Our understanding of protein evolution changed in an unexpected and revolutionary way in the 1970s by two major genomic discoveries. One observation was that many protein coding sequences are not continuous but are broken up into separate pieces called "exons" (expressed sequences) and "introns" (intervening sequences). This gave rise to the hypothesis that different exons could be combined together to make novel proteins.

The second discovery was that proteins are not organized simply as strings of individual amino acids. Certain subprotein regions, called "domains" and composed of dozens to hundreds of amino acids, were found to be present repeatedly. Sometimes the domains were repeated in the same protein, and generally they were found to be present in many different proteins. This modular organization as series of domains was a radically new way to think about protein structure. It fit beautifully with the idea of proteins encoded by different combinations of exons.

By laboratory genetic engineering, it was possible to add domains together in new combinations. The results showed that the domains retained their functions when combined in new ways. Thus, they were truly independent modules capable of rearrangement.

Genome sequence data has abundantly confirmed that domain recombination has been a major source of functional novelty in evolution. The report of the draft human genome in 2001 contained two separate figures illustrating protein evolution by "domain accretion" and "domain shuffling." Protein evolution by domain rearrangement is so much the norm that major data bases of domains (rather than whole proteins) are often the first places bioinformaticians look for clues about the functional significance of new coding sequences.

If we think about how domain accretion and shuffling must happen naturally, we realize that they have to involve cutting and splicing extended DNA sequences encoding the multiple amino acids in each domain. In other words, protein evolution requires natural genetic engineering.

Fortunately, we know how different extended sequences can be spliced together by several different mechanisms in living cells. Some of these mechanisms operate purely at the DNA level, while others involve RNA that is reverse-transcribed to DNA and inserted in the genome.

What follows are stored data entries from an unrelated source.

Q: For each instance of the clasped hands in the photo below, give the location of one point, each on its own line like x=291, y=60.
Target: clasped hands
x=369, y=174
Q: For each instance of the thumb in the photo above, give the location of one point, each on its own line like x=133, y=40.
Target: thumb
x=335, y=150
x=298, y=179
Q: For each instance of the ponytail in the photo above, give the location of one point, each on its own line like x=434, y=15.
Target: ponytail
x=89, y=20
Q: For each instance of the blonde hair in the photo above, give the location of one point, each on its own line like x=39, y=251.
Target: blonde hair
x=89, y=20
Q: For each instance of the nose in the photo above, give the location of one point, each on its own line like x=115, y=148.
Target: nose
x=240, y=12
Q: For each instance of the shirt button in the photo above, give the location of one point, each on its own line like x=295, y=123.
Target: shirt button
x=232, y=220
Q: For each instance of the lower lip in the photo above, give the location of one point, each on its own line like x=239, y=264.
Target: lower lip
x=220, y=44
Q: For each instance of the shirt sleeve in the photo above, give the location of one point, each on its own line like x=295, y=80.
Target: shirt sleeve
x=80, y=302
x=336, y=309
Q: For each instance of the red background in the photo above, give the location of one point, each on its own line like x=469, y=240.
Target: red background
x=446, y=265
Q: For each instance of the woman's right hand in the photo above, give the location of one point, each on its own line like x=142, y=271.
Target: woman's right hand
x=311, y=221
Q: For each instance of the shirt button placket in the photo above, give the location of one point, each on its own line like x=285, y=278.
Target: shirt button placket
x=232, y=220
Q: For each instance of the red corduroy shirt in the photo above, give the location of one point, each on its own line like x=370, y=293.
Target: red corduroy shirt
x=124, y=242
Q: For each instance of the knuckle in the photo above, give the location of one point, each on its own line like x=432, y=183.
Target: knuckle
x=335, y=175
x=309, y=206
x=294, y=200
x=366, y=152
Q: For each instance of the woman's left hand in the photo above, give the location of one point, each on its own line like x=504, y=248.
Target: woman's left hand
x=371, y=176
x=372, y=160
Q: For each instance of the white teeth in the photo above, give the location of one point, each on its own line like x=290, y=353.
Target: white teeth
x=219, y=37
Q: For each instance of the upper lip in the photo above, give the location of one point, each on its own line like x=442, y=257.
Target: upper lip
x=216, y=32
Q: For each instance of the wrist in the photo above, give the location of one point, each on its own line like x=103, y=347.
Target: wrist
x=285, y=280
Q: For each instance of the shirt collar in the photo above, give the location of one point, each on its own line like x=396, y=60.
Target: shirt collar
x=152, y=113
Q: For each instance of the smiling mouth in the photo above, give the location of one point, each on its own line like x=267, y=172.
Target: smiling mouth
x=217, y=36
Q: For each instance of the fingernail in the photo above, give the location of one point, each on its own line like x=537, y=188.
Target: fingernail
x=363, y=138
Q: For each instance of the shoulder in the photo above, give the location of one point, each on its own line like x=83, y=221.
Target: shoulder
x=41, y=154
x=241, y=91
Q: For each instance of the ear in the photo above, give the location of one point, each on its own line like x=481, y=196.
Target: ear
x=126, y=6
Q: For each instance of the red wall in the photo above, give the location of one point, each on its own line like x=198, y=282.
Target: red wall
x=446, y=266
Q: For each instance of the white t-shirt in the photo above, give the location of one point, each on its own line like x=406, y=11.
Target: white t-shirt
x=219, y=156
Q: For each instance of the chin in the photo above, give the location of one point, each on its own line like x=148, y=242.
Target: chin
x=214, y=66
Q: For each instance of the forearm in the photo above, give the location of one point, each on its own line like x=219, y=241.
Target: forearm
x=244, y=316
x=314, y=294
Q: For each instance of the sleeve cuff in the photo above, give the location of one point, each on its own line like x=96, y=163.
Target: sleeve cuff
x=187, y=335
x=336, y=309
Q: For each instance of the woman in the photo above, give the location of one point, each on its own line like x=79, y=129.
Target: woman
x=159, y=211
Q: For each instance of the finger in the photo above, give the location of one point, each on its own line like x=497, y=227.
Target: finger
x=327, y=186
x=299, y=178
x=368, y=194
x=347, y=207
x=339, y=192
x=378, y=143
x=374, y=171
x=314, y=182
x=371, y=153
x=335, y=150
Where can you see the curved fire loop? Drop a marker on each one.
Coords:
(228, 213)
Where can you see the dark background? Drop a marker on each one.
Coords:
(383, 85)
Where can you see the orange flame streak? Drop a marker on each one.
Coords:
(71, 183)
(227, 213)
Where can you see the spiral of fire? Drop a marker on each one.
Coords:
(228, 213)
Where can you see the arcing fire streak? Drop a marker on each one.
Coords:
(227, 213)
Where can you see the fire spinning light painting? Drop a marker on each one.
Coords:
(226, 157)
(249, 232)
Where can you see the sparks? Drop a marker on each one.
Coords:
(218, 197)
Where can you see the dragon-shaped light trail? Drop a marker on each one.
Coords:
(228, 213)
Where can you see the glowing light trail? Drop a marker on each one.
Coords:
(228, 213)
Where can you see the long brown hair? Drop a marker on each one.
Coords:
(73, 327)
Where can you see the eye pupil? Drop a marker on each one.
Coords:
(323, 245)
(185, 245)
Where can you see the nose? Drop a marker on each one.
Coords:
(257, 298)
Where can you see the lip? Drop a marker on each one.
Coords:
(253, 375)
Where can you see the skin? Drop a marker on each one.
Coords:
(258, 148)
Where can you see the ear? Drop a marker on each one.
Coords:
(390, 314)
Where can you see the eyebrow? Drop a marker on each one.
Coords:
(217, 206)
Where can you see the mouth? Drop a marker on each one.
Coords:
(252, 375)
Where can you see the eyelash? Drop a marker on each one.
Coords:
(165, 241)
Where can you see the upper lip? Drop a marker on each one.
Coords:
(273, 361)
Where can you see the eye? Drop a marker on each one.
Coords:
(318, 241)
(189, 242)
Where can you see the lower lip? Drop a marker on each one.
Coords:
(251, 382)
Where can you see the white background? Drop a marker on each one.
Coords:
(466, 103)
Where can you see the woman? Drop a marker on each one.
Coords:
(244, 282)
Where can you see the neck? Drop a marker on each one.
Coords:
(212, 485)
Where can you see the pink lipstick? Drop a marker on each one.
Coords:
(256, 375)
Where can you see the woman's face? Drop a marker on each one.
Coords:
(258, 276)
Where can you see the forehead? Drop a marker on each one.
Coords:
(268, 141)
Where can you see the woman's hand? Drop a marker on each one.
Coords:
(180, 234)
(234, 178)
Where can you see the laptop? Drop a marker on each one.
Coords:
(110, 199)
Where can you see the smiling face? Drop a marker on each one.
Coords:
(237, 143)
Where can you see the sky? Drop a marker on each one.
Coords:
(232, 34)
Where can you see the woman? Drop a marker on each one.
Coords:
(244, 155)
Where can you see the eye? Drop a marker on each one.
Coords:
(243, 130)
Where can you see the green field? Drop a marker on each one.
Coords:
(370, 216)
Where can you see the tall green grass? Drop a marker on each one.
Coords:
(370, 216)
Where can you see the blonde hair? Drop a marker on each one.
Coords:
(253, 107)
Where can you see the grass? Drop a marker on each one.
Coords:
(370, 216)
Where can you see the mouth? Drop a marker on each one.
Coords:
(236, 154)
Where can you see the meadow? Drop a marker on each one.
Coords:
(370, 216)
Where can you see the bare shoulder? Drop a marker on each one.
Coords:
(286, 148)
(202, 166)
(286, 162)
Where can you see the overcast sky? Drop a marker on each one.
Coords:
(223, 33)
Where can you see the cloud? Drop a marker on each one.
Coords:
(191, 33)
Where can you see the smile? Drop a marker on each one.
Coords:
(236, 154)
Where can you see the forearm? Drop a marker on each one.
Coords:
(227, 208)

Both real-time experiments and genome sequence data tells us that both kinds of mechanism can and have played major roles in domain rearrangements during evolutionary history.

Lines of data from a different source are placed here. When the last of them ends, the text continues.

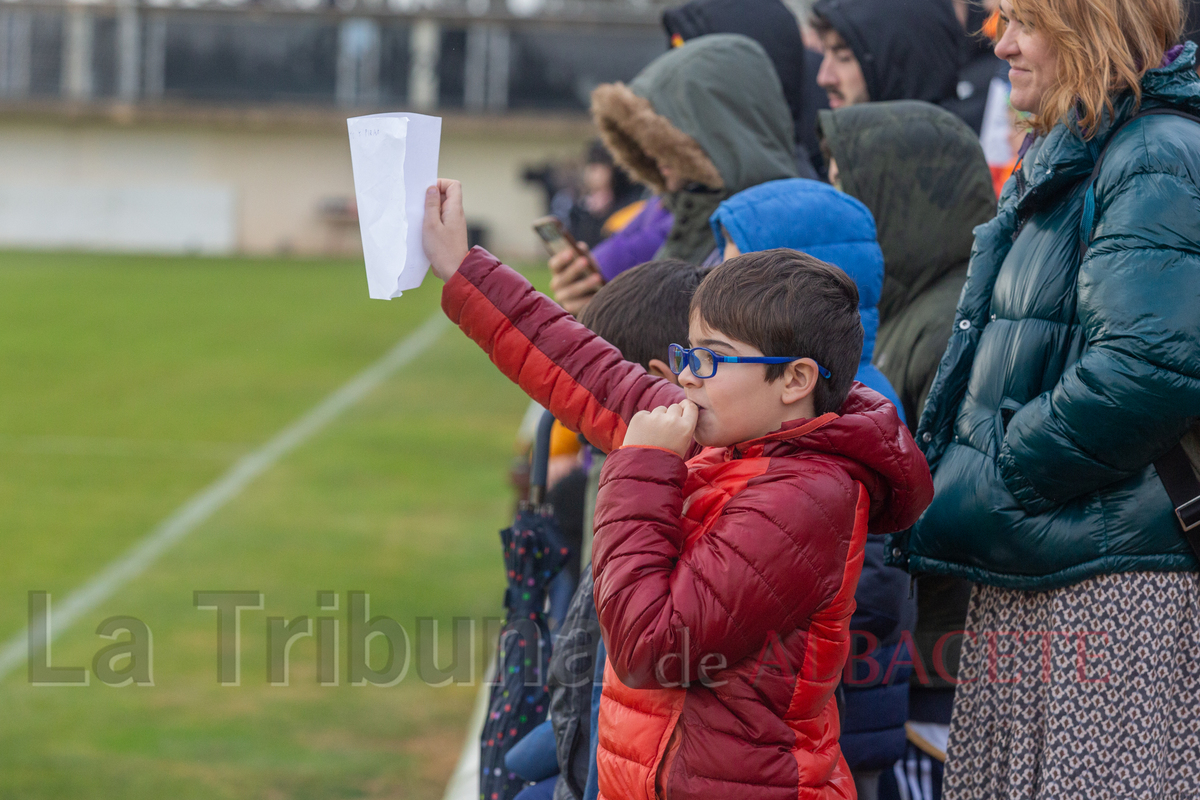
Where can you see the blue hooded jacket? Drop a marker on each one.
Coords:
(832, 226)
(815, 218)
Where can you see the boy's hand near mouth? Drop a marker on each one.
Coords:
(671, 427)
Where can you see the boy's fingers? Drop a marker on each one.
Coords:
(453, 204)
(690, 413)
(432, 205)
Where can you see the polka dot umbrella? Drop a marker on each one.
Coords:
(533, 555)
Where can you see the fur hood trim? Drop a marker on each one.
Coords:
(640, 139)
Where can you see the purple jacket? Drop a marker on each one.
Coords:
(636, 242)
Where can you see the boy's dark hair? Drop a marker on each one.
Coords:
(646, 308)
(787, 304)
(819, 24)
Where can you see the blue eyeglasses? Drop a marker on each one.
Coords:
(703, 361)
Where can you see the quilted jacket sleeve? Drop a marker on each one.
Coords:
(557, 361)
(1127, 398)
(774, 558)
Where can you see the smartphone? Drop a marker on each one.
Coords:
(558, 239)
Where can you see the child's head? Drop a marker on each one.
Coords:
(643, 310)
(778, 302)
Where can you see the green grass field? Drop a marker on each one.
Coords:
(132, 383)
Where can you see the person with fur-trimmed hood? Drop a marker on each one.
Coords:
(699, 125)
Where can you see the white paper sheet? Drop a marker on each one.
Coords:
(395, 158)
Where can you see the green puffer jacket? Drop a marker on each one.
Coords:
(1065, 380)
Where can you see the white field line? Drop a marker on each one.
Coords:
(196, 511)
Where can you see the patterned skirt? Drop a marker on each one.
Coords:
(1089, 691)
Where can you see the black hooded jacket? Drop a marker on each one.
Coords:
(909, 49)
(979, 66)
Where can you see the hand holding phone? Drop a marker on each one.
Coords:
(576, 276)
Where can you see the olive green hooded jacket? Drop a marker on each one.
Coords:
(713, 113)
(923, 175)
(1066, 376)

From the point of view of generating novelty, the ability to combine different pre-existing functional modules in new combinations is far more efficient than taking a slow random walk through protein sequence space one amino acid at a time. Domain combinations arise in a single cell generation; so the process is far more rapid than accumulating single amino acid changes.

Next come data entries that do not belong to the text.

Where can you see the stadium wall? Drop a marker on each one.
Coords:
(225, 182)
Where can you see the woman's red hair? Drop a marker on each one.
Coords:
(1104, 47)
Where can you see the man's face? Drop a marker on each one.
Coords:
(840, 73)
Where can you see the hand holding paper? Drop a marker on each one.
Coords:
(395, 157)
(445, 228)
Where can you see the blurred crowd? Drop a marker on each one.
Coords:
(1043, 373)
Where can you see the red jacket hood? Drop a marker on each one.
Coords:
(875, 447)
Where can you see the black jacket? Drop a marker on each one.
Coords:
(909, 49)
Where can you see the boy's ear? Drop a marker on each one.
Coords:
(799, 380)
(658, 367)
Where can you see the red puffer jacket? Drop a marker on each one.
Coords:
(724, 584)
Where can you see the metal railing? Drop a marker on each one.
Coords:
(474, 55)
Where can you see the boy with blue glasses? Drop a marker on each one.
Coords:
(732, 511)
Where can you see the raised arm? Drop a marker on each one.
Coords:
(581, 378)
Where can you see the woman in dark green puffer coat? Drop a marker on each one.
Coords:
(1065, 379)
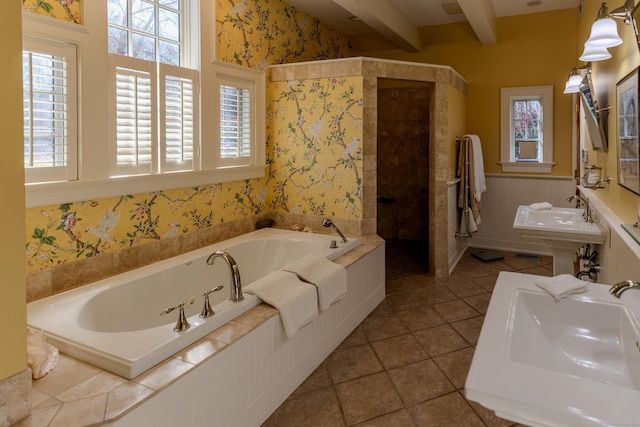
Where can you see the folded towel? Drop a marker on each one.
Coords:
(562, 285)
(542, 206)
(329, 278)
(297, 301)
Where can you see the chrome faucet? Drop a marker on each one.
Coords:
(236, 285)
(581, 201)
(329, 223)
(617, 289)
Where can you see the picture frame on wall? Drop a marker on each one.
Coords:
(628, 144)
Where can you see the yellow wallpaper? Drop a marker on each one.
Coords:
(258, 33)
(314, 168)
(65, 10)
(316, 154)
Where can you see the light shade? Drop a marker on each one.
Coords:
(573, 84)
(591, 54)
(604, 33)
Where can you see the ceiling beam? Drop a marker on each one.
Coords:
(385, 18)
(482, 17)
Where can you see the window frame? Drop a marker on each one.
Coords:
(507, 141)
(68, 51)
(93, 170)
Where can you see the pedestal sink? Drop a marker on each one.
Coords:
(564, 230)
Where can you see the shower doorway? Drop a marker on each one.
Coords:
(403, 169)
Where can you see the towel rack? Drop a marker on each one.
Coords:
(466, 210)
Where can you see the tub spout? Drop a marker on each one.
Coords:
(329, 223)
(236, 285)
(617, 289)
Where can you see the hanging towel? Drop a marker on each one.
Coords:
(329, 278)
(473, 203)
(479, 180)
(541, 206)
(562, 285)
(297, 301)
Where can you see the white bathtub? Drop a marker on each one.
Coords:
(116, 324)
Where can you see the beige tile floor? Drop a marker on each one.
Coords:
(406, 364)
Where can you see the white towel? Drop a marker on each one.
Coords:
(478, 167)
(542, 206)
(562, 285)
(329, 278)
(297, 301)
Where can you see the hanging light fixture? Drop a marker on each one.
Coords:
(604, 31)
(594, 54)
(575, 78)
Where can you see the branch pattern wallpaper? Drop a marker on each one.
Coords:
(314, 150)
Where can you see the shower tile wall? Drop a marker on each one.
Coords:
(403, 162)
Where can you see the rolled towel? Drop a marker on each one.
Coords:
(296, 300)
(542, 206)
(329, 278)
(561, 286)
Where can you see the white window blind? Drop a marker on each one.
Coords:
(49, 110)
(179, 119)
(133, 110)
(237, 134)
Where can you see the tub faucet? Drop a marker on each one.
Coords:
(617, 289)
(581, 201)
(236, 286)
(329, 223)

Since the modules each have functionality, it is likely that new combinations will maintain some functionality as well, whereas many amino acid changes will either make no difference or prove detrimental. In addition, there are some functional protein structures that cannot be reached from other structures by changing individual amino acids.

Naturally, the new combined functionalities have to be useful to the cell or organism to survive selection. But combinatorial mathematics tells us that a rather small number of individual domains can generate a very large number of distinct combinations. Moreover, as we shall see in a future posting, natural genetic engineering provides the means to generate new domains that have never existed before. So there is no apparent limit to the versatility of natural genetic engineering.

When I pointed out the potential of domain shuffling by natural genetic engineering to Intelligent Design advocates who claimed protein evolution by natural mechanisms was impossible, they refused to recognize genomic data as irrefutable evidence and insisted on real-time experiments. I disagree with them strongly on the DNA sequence data.

But I do agree that it would be good to have experiments revealing more about the natural capacity for protein evolution. The superiority of domain shuffling has been demonstrated in biotechnology manipulations. Now is the time for geneticists to explore the in vivo potential of natural genetic engineering in a more adventurous fashion (about which more later).